Le nouveau lord, cependant, ne ressemblait guère à un millionnaire quand il accueillit ses invités à l’entrée du pont dormant qui enjambait la douve. Sa vieille veste de chasse et ses leggins boueux lui conféraient davantage l’air d’un paysan que d’un très brillant avocat. On lui aurait donné un penny mais, pour qui s’y connaissait, le fusil Purdey qu’il portait à l’épaule valait une fortune.
Il accueillit ses hôtes avec un plaisir évident dont le reflet éclairait son lourd visage.
– J’espère, dit-il, que vous ne m’en voudrez pas de vous avoir invités seuls. Mon égoïsme en est la cause : il y a si longtemps que je souhaite parler avec vous des objets de ma passion ! Qui est aussi un peu la vôtre !
– Ne vous excusez surtout pas, dit Aldo. C’est beaucoup mieux ainsi et je pense que certains sujets ne sont pas faits pour toutes les oreilles...
– Surtout les oreilles féminines ! renchérit Adalbert avec un sourire candide.
Dans le hall aux boiseries de chêne sombre, au dallage sévère, où la moitié d’un arbre flambait joyeusement sous l’arc Tudor de la grande cheminée, un maître d’hôtel imposant flanqué de deux valets se partagèrent les voyageurs : le premier pour les guider vers leurs chambres, les seconds pour aller chercher leurs bagages et s’occuper de Théobald.
– Je suppose, dit sir Desmond, que vous avez besoin d’un peu de repos. Les routes sont affreuses à cette époque de l’année. Nous dînerons à huit heures mais vous me trouverez à sept heures et demie dans le salon des tapisseries, la première porte à droite dans le hall après l’escalier.

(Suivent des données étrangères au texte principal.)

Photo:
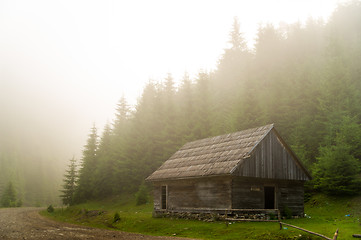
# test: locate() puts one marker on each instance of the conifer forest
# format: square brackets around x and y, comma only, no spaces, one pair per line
[303,77]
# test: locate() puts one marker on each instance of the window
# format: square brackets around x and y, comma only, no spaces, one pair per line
[269,197]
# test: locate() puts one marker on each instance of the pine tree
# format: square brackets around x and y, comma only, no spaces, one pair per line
[8,197]
[85,189]
[338,170]
[69,186]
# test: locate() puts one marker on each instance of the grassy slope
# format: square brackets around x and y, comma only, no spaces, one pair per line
[325,216]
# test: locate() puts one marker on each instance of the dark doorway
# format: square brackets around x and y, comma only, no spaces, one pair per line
[269,197]
[164,197]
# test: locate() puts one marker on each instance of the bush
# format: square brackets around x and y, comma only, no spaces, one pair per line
[142,195]
[287,212]
[116,217]
[50,209]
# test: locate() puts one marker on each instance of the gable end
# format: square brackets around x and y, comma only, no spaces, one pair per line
[273,159]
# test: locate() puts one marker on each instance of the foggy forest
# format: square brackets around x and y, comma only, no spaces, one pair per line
[303,77]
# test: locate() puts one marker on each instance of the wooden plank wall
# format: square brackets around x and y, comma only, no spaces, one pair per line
[291,194]
[271,160]
[213,192]
[248,193]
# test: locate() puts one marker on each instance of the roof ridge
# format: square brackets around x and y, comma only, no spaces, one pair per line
[271,126]
[226,134]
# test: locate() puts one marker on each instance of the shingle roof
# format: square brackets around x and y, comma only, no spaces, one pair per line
[211,156]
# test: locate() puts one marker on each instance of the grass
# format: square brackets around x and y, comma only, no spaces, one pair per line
[324,215]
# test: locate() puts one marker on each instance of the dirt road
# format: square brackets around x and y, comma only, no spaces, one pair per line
[26,223]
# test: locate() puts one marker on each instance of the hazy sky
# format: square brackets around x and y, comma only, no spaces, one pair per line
[65,64]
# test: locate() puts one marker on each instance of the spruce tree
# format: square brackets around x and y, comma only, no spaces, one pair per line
[69,186]
[85,189]
[8,197]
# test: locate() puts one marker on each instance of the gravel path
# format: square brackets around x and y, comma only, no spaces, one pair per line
[26,223]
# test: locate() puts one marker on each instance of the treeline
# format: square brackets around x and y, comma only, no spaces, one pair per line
[305,78]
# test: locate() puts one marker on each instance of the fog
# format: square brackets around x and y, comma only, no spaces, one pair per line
[65,64]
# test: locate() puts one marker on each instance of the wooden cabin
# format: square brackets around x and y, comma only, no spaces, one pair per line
[250,169]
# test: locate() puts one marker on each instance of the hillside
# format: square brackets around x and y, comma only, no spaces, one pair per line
[324,215]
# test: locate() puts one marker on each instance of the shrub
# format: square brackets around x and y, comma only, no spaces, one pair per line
[287,212]
[50,208]
[116,217]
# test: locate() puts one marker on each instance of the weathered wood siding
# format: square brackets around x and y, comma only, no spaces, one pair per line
[272,160]
[291,195]
[248,193]
[214,192]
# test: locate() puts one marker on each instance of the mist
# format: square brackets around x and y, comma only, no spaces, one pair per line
[64,66]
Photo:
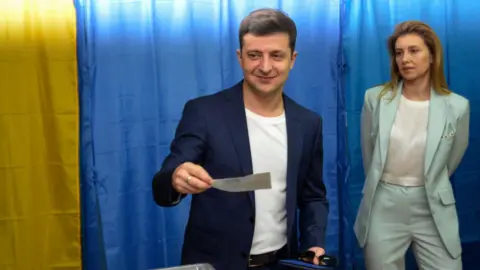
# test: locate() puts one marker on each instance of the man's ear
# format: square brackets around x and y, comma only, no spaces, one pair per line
[294,57]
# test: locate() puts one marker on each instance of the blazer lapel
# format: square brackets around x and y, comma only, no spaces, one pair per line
[237,123]
[387,113]
[436,123]
[294,153]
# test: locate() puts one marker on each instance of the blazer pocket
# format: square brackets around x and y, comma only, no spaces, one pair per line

Il n’y avait rien à reprendre dans l’hospitalité de l’avocat : les chambres, tout en restant scrupuleusement fidèles au décor de leur époque – elles comportaient quelques très beaux meubles -étaient dotées d’un confort moderne aussi efficace que discret : dans les salles de bains, petites mais bien agencées, l’eau chaude coulait à flots, le linge fleurait la lavande. Quant aux petites armoires Renaissance disposées près des fenêtres à vitraux sertis de plomb, elles renfermaient une honnête provision de flacons variés, de cigarettes et de cigares.
Les deux invités en firent compliment à leur hôte quand, dûment revêtus de l’obligatoire smoking, ils le rejoignirent près d’une autre cheminée, en bois sculpté celle-là, où une souche de pin brûlait en répandant une agréable odeur de lande.

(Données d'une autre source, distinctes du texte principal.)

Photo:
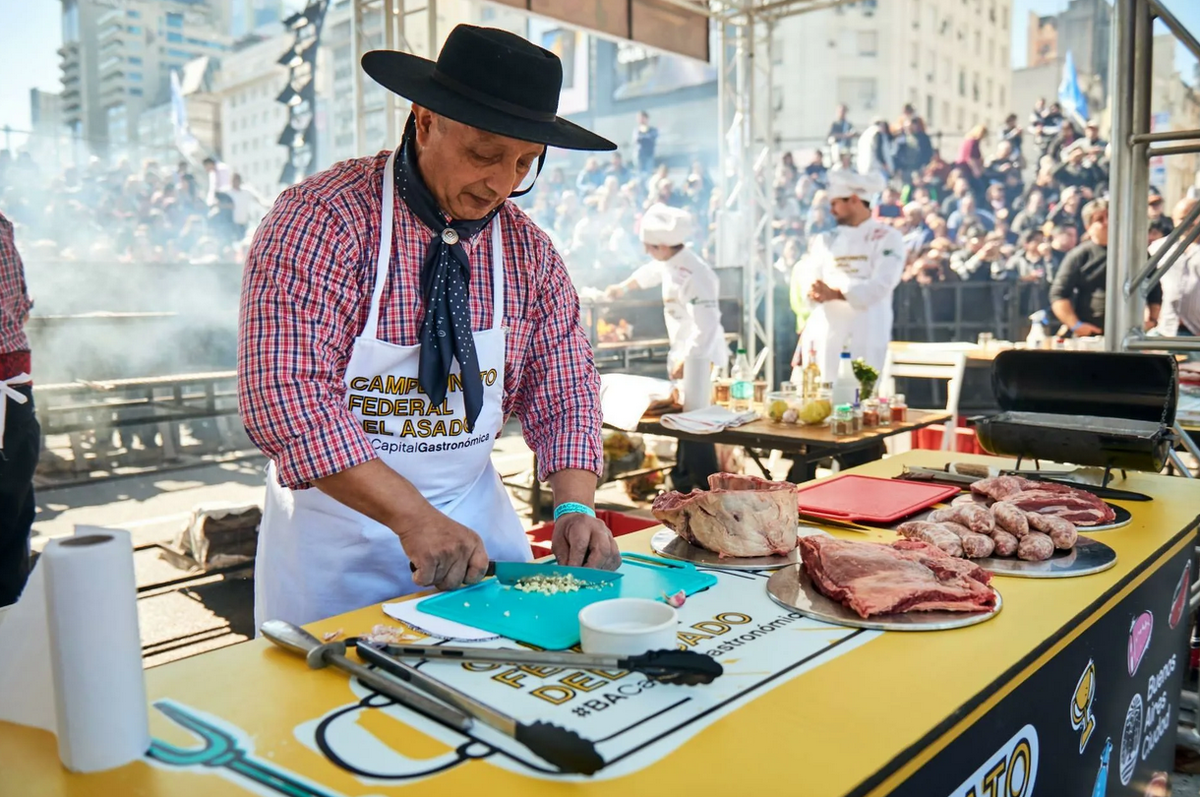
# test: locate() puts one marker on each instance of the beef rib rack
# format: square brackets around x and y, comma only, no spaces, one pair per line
[737,516]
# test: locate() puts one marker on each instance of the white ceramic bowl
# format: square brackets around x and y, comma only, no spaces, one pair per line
[628,627]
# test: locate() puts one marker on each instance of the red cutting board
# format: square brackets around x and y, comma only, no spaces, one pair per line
[868,499]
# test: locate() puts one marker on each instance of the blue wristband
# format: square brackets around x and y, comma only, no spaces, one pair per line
[571,507]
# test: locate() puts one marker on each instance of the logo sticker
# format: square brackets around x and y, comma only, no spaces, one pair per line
[1011,771]
[1159,785]
[1131,739]
[1081,717]
[1180,601]
[1139,640]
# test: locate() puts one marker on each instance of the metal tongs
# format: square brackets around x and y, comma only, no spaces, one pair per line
[683,667]
[565,749]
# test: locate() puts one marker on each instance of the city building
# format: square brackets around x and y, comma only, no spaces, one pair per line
[1083,29]
[118,57]
[49,142]
[251,120]
[949,59]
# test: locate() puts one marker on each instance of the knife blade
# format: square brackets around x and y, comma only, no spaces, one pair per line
[509,573]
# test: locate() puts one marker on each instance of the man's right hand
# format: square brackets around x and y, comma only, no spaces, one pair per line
[444,553]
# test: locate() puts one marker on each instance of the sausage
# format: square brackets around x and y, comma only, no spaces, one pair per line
[959,529]
[1036,546]
[977,546]
[1060,529]
[1011,519]
[1050,523]
[1006,543]
[934,534]
[976,517]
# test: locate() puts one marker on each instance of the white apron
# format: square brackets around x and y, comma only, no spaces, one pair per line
[318,557]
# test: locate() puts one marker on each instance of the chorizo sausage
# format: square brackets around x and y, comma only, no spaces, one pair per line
[1011,519]
[977,546]
[1006,543]
[1036,546]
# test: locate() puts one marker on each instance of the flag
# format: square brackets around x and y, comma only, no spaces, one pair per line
[185,141]
[1071,96]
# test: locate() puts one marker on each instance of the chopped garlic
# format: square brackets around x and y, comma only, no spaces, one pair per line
[551,585]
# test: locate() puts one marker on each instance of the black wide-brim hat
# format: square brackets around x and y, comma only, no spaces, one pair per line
[490,79]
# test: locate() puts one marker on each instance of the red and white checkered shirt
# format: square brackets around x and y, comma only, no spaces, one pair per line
[306,294]
[15,301]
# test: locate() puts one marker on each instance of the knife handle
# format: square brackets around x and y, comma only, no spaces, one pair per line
[490,571]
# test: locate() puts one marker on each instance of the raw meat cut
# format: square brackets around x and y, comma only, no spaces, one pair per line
[909,575]
[737,516]
[1077,505]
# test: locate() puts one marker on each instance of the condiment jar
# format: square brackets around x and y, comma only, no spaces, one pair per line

– Nous regrettons d’autant plus de ne pouvoir offrir nos hommages à lady Mary, dit Morosini. Il est rare de rencontrer une maîtresse de maison aussi attentive.
– Cela tient à ce qu’elle est une perfectionniste. En toutes choses d’ailleurs : ne lui convient que le meilleur, le plus beau, l’unique ou le très rare. Souvenez-vous de vos précédentes relations avec elle, prince ! Évidemment, on peut, après cela, se demander pourquoi elle m’a choisi, moi, comme époux ? Je suis loin d’être beau.
L’idée qu’il en souffrait peut-être effleura Morosini mais il trouva la parade.
– N’êtes-vous pas le meilleur avocat et peut-être le collectionneur le plus avis et le plus érudit ? Vous me pardonnerez si j’ignore vos autres qualités : nous ne nous connaissons pas assez, ajouta-t-il avec ce sourire indolent qui lui convenait si bien. Il avait eu le bon goût de ne pas mentionner le fait que parmi ceux du barreau il était sans doute le plus riche.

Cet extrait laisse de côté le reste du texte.